Gordon Gibby <ggibby@...>

I simply disagree. 

It’s all in how you look at it.  All of us have problems,  you can look at people and equipment as either half full or half empty.    Disparaging either has a bad effect.  

Apparently the advertisements neglected to point out the radio can switch frequencies and bands five times per second allowing  high speed automatic link establishment.   My expensive Icom 718 must then be “garbage”—- it simply can’t do that!    

It’s all in how you look at things.   But harshly criticizing efforts of other people does not bespeak us well.   

Free advice on how to enjoy life more fully, live longer & and avoid many conditions!

Worth all that I charged for it 



On Sep 4, 2018, at 06:45, Warren Allgyer <allgyer@...> wrote:


My characterization of the uBitx as "garbage" is a term of art, not science. However, when a commercial radio is advertised as "Build the µBITX transceiver in an evening. A general coverage, 10 watts HF SSB/CW transceiver kit  with features you NEED for operating ease, convenience and versatility. It works from 3 MHz to 30 MHz, with up to 10 watts on SSB and CW, with a very sensitive receiver." it would be reasonable for operators like Joe to assume they would have a compliant radio on the air after an evening's work. This is simply untrue.

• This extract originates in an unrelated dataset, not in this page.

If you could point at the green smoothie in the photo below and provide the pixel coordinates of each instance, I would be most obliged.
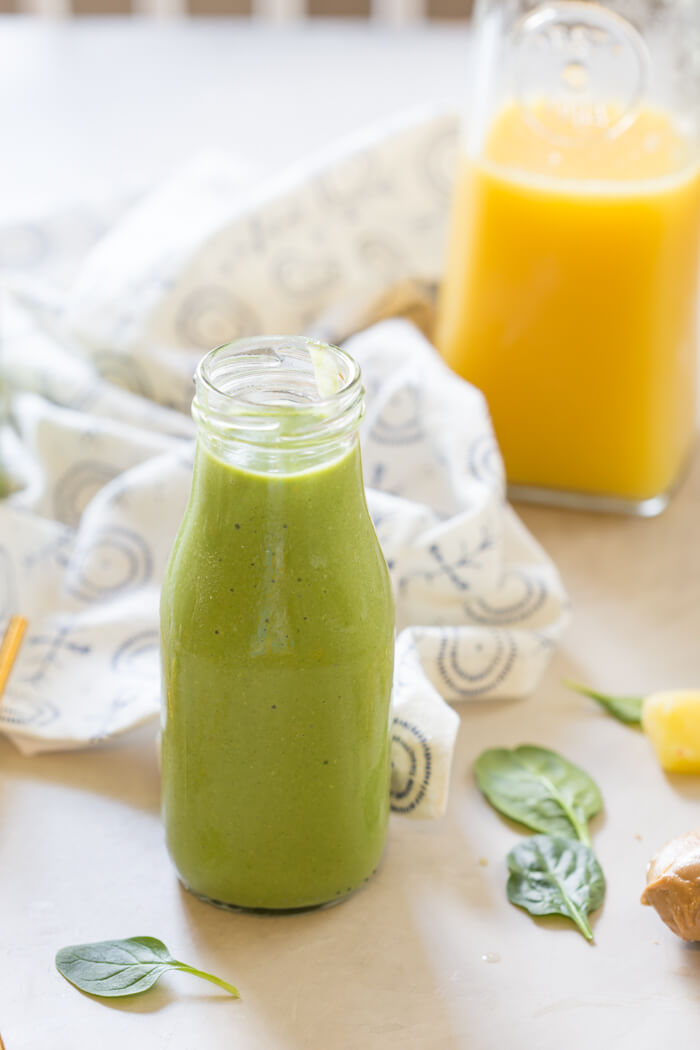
(277, 623)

"The front-end diode mixer followed by a Hayward/Kopski TIA makes this a crisp receiver that doesn’t overload easily." Simply untrue. Using this receiver 3 miles away from a 1450 KHz AM broadcast transmitter is impossible through 20 meters due to overload. No other radio I own, including homebrew SDRs has this issue.

"10 watts of low distortion SSB provides you with enough juice to have thousands of contacts on all HF bands." Again, simply untrue. Unacceptable levels of SSB distortion begin at less than 2 watts and result in adjacent channel splatter at any level above that.

I am not bashing. As a basis for experimentation and improvement the uBitx is a treasure. As the basis for a rig to be connected up in one evening and put on the air, it is indeed "garbage".